La suspension du permis de conduire peut également être prononcée par le juge. On parle alors de suspension judiciaire. Le juge peut prononcer une suspension du permis de conduire en cas de conduite en état d'alcoolémie de plus de 0,8 g/L par exemple (article L234-2 du Code de la route). Mais également en cas de conduite sous influence de produits stupéfiants (article L235-1 du Code de la route), refus de se soumettre aux contrôles de police ou gendarmerie (articles L234-8 et L235-1 du Code de la route), excès de vitesse de plus de 30 km/h (article R413-14 du Code de la route), usurpation des plaques d’immatriculation (article L317-4-1 du Code de la route), défaut d'assurance (article L324-2 du Code de la route). Dans tous les cas précédemment cités, la durée de la suspension judiciaire est limitée à 3 ans. Cependant la sanction peut être beaucoup plus lourde en cas d'homicide. Et notamment la durée maximale de la suspension est de 10 ans en cas d'homicide involontaire et de circonstances aggravantes (article 221-6-1 du Code de la route). La suspension judiciaire prévaut sur la suspension administrative. C'est à dire que si un usager de la route fait l'objet d'une suspension administrative et d'une suspension judiciaire, seule la suspension judiciaire compte. Autrement dit, l'usager de la route n'exécutera que la peine prononcée par le juge. Si la suspension administrative a été prononcée avant la suspension judiciaire et que l'usager de la route a déjà réalisé une partie de la suspension administrative au moment de recevoir une suspension judiciaire, la durée correspondant à la suspension administrative est comptabilisée pour déterminer la fin de la suspension judiciaire.
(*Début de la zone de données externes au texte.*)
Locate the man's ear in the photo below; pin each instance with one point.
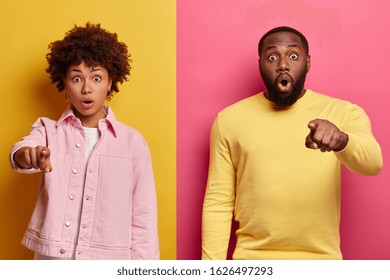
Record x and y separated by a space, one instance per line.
308 63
Un usager de la route peut également voir son permis de conduire suspendu, lorsqu’il commet une infraction au Code de la route. Mais une suspension du permis de conduire ne fait pas forcément suite à une infraction. Elle peut également être prononcée sur décision médicale dans les 2 cas suivants. Lorsqu'un usager de la route souffre d'un problème de santé, d'alcoolisme ou de toxicomanie. Problème détecté au cours de la visite médicale obligatoire en cas d'invalidation ou d'annulation du permis de conduire. Lorsqu'un médecin considère qu'une personne, titulaire d'un permis de conduire à durée limitée (permis poids lourds), n'est plus apte à conduire. La suspension peut être prononcée pour un an et renouvelée selon l'état de santé du patient.

Enfin, conduire malgré une suspension de permis est un délit, passible notamment de 2 ans d’emprisonnement et de 4.500 euros d’amende. Mais celui qui conduit, malgré une suspension de permis de conduire, prend également le risque de conduire sans être assuré. S’il est victime d’un accident de la route, il peut ne pas être indemnisé des dommages matériels ou corporels qu’il a à subir. Et même un avocat de victimes d’accident de la route aura les plus grandes difficultés à faire entendre aux juges la cause de son client.